PYEONGCHANG, South Korea (Reuters) - Sub-zero temperatures could be a real issue for visitors in Pyeongchang for this month’s Winter Olympics, but while Games fans shivered, athletes on Monday welcomed the cold.
With freezing temperatures of minus 10 degrees celsius in the day and around minus 20 (minus four degrees Fahrenheit) during the night it could prove challenging for the last week of preparation before the opening on Friday.
In Pyeongchang, big coats, gloves and good shoes were a must to face the cold, enhanced by strong winds. One student from Seoul, on holiday with his parents, said even South Koreans weren’t used to such low temperatures.
“It’s not usually this cold in this area in this season but very cold, I cannot even think of the words, I think my brain is frozen or something,” shivered student Kyungtae Lim, visiting from Seoul.
“I’m a little bit worried about Olympic players... many of the players are from not so cold countries so I don’t think they’ll perform very well, and I’m also worried about the tourists.”
On Friday, when the Games will be officially launched at the opening ceremony, spectators fortunate enough to have got a ticket will have to wrap up at the outdoor stadium at the Olympic Plaza where temperatures will be hard to sustain.
But for the athletes, cold temperatures are good news as the snow and the courses remain stable throughout the competition.
“I’m not (happy about the cold), like my body’s not,” smiled U.S. mogul skier Brad Wilson.
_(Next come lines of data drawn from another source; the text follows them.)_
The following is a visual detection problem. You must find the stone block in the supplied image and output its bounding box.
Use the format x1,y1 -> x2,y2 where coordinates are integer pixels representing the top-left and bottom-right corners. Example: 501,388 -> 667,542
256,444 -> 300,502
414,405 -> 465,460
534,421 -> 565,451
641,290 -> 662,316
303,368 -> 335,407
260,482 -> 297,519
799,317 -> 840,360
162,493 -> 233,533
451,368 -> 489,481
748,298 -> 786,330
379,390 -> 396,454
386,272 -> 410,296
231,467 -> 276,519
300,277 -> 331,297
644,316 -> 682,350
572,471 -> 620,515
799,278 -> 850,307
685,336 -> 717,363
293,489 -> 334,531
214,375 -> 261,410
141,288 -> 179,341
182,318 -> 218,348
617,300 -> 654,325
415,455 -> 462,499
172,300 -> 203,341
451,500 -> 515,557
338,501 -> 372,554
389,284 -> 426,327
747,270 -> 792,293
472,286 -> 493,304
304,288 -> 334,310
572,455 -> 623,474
“But as far as the conditions go, absolutely (I am happy), we’re in winter sports for a reason, when it’s cold like this it’s good, it’s a good thing, yeah. As long as we can stay warm.”
“We haven’t had to deal with a ton of cold this year, it’s been pretty warm,” added U.S. mogul skier Jaelin Kauf.
“It just means pack more layers... maybe do a lot extra warmup at the top of the course, but that’s about it.”